# Blake Lively & Ryan Reynolds ziehen aufs Land



## beachkini (22 Apr. 2012)

​
Vor wenigen Tagen berichteten wir, dass die “Green Lantern”-Stars Blake Lively und Ryan Reynolds auf gemeinsamer Haus-Suche sein sollen. Wie das amerikanische Magazin “US Weekly” damals berichtete, habe ein Augenzeuge das Paar in Connecticut gesehen, wo sich die beiden in Läden für Wohnungseinrichtungen umgesehen haben sollen. Bereits im November kam diese Vermutung zum ersten mal auf, als die Schauspieler laut “New York Post” bei Wohnungsbesichtigungen in New York gesichtet wurden.

Glaubt man nun einer Quelle des “People”-Magazins, waren diese Vermutungen tatsächlich gerechtfertigt. Denn der Insider erklärte, Blake und Ryan hätten sich nun für ein Haus entschieden. Das Pärchen habe sich in Bedford, New York ein gemeinsames Landhaus gekauft. Kann es wirklich sein, dass Blake und Ryan nach nur ungefähr sieben Monaten schon zusammenziehen? Obwohl die beiden ihre Beziehung noch nicht einmal öffentlich bestätigt haben?
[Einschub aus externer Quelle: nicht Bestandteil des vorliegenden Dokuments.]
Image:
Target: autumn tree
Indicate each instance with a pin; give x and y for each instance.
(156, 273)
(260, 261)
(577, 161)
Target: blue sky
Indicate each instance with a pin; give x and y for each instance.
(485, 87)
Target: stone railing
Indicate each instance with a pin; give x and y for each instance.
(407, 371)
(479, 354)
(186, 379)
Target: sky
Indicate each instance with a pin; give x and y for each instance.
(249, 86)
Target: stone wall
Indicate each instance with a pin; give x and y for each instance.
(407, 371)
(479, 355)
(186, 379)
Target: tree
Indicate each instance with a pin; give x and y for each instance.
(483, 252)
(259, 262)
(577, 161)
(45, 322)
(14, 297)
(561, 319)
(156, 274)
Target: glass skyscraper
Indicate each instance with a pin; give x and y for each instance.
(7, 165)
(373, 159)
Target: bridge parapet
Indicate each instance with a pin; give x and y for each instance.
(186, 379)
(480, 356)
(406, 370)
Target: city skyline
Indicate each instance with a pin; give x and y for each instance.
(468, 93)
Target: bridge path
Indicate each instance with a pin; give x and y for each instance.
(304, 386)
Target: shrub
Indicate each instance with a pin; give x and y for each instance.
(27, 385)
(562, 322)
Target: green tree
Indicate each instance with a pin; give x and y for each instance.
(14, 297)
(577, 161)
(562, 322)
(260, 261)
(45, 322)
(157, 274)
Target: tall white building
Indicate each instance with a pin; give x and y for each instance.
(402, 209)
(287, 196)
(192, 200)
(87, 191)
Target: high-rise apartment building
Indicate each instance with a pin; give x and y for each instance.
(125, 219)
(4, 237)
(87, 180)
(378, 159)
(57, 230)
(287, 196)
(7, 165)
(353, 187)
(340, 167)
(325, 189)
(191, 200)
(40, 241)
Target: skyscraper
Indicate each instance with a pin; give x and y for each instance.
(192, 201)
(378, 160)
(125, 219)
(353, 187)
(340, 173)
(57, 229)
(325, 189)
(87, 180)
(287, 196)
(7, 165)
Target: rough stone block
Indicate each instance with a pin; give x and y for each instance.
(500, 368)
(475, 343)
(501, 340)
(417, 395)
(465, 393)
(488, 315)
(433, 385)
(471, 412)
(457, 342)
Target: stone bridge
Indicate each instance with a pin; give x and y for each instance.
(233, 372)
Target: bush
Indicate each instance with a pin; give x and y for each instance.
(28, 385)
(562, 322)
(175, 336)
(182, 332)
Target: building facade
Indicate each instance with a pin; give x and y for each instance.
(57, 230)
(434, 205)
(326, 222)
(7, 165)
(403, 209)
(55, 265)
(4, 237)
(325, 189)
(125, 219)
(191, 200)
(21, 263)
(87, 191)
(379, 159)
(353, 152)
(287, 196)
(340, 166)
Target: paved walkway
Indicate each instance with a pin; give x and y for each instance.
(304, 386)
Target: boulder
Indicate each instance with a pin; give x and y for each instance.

Wenn es nach diesem Informanten geht, dann ja. Denn der verriet noch mehr Details über Blakes und Ryans angebliches neues Zuhause. Das Landhaus soll alles andere als schäbig sein, ganz im Gegenteil. Über zwei Millionen Dollar soll das Paar dafür ausgegeben haben. Nicht schlecht, das klingt tatsächlich nach einer ernst zu nehmenden Beziehung. Mal sehen, ob sich Blake oder Ryan dazu äußern werden. Eine offizielle Bestätigung ihrer Beziehung wäre schon schön, schließlich geben die zwei ein wirklich hübsches Paar ab.
(prominent24)


----------



## Punisher (5 Juli 2012)

aufm Land ists schön


----------